Why is it that the rule, as written, can't cover when the ball is considered lodged, what outs can be made (if any) with the lodged ball, and when does the ball become dead and bases awarded?

Why is that we need 20 interpretations to the rule???

This is not freakin' rocket science people. Geez!!!
Kaliix:

It's illegal for the batter to interfere with the catcher's attempt to throw to retire a runner. Can B1 interfere and remain in the box? Does he have to leave the box? What if he simply obscures the catcher's vision? What if the interference comes from natural momentum? What if the batter's backswing creates the interference? On the steal of third must the batter duck to give the catcher a throwing lane? Shouldn't the batter leave the box the instant he understands the catcher will be throwing?

Most rule books don't address most of those questions. Yet everyone seems happy with the written rule -- and then reads all the authoritative opinion and official interpretations that they can find.

The language of the FED statute is very simple -- if you believe that "lodged" means "stuck." Understand, most of the complaints here on the Board are made by umpires dissatisfied with the FED rule, not with the ruling.

More than one has gone to great lengths to create third-world plays (even more bizarre than the actual play) to prove how "ridiculous" the FED Committee is. Atlanta Blue put the quietus on that:

Quote:
The logical answer is the player that caught the ball, even if the ball is "lodged", can do anything to cause an out (i.e., tag a base, tag a runner, make the catch, etc.). What he can't do is remove the glove and give/toss it to another player, or use the detached glove to tag a runner.

The problem lies not with the person that still has the ball, it lies with what to do when he can't give it to someone else. That's the point where we should stop allowing outs and award bases. Anything prior to trying to remove the ball stands.
Years ago Jean Kerr, the wife of the drama critic of the New York Times, wrote a best-selling book, later made into a movie: Please Don't Eat the Daisies.

She and her family lived in Connecticut, well away from the Big City where husband Walter worked.

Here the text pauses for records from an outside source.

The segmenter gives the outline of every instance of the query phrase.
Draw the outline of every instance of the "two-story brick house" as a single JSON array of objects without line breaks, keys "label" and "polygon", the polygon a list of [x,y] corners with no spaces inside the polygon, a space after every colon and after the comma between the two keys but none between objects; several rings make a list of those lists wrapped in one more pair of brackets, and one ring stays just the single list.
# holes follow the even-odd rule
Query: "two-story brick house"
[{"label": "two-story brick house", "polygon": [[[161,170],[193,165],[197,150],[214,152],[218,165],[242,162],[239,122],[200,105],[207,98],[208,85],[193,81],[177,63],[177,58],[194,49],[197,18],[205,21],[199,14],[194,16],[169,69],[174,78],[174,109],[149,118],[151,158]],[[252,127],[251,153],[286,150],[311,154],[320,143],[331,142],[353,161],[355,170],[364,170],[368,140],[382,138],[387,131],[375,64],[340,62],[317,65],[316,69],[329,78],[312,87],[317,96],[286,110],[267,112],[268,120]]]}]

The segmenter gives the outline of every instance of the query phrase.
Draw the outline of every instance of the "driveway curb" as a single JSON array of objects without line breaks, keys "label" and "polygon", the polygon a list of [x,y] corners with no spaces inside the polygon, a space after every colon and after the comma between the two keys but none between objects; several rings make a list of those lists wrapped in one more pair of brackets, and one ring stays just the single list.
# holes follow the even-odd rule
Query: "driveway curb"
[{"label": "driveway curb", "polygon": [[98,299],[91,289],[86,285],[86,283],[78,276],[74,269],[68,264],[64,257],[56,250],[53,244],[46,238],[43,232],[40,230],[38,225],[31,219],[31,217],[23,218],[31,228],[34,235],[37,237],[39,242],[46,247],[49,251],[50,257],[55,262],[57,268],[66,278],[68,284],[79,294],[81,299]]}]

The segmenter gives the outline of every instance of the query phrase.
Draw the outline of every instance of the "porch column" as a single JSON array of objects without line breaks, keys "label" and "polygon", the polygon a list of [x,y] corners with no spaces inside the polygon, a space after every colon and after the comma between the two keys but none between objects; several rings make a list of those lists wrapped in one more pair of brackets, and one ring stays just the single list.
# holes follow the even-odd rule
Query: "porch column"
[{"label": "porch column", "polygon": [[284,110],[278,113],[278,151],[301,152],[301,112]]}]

They liked to sleep late, but their children were early risers. So Jean devised rules for them to follow: "Please don't eat the daisies" was one. "Don't glue together the pages of the Sunday paper" was not.

Her point, my point: You cannot write a rule to cover every event; you cannot explain every rule and still keep the rule book manageable.

That's why we have rules interpreters. That's why we discuss rules on the Forum. That's when being an official is fun.